By David J.P. Fisher

The Simple Mistake That is Killing Your Online Presence
30 January 2018 | 10:15 am

We’ve all experienced the online narcissist.  The person who is constantly sharing what they are working on, where they are going, who they are going there with, and what they are eating when they get there.  And we think, “I’m so glad that I’m not like them!”

I hate to be the bearer of bad news, but you are.

It’s not always as extreme, but when I look at how professionals use digital platforms for business purposes, I find they do the exact same thing.  Salespeople brag about how good they are at hitting quota and the features of what they sell.  Executives have lists of their companies’ accomplishments and their rise through the ranks.  Everyone is talking about themselves.

Your Online Presence is Too Self-Centered

And while that’s understandable, it’s important to remember that the readers of your online profiles aren’t looking for your story.  Even though they are at your LinkedIn profile, or your website bio, or your Facebook page, they aren’t actually interested in you.

Your online visitors want to see if you can help them with a problem that they have.

They might be a vendor looking for a supplier, an employer looking for an employee, a business owner looking for a service-provider, or a host of other scenarios.  But they are looking to see if you can fit the bill of what they are looking for.  They are asking, “Can this person help me solve my challenges.”

If you spend your time online talking about how great you are, it’s very hard for them to find the answer to that question.  Would you spend your time bragging to a person if you were talking to them face-to-face?  Instead, it’s critical that you spend time talking about how you solve those problems for the people you serve.

Nobody is reading your LinkedIn profile because they couldn’t find your autobiography on Amazon.  Too often, we share what we share because it’s what we want to say.  We share what we think is important and what’s exciting to us.  That’s the wrong approach.

Your visitors need to hear about what’s important to them.

How to Approach Your Online Profiles

So switch your approach and instead of looking at your online assets as an opportunity to talk about what’s important to you, connect your experience, skillsets, and capabilities to the ways you serve your audience.  Stop thinking about what you want to say and put yourself in the shoes of your audience. What do they need to hear from you?

It can difficult to change this perspective because we are used to seeing the world from our point of view.  There’s a simple process that can help you get out of your own head:

  1. List out your professional goals.

What are you trying to accomplish right now?  Do you want a new job, a promotion, new clients?  The clearer you are about where you are trying to get, the easier it is to map out a course.

  1. Connect those goals to the audience you need to influence.

You will have many audiences online, and if you try to speak to them all, your message will be muddy.  Who are the most important people that you need to address?

  1. Imagine (or Ask) what that audience cares about and needs to hear.

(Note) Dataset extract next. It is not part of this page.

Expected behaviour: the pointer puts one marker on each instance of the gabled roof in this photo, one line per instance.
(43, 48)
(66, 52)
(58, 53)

If you had someone from your target audience right in front of you, what would you want to tell them?  What information do they need to engage with you?

  1. Decide where and how to share that message

The digital world can be a big place and you can’t be everywhere.  Does your audience spend their online focus on LinkedIn, Twitter, Facebook, Pinterest, etc?  Figure that out and spend time in the same places.

  1. Share your message

Put in the effort to clearly share the message on the different platforms you’ve chosen.  Your audience can’t know anything until you share with them.  Construct your profiles, feeds, and pages to share the message that they need to hear from you.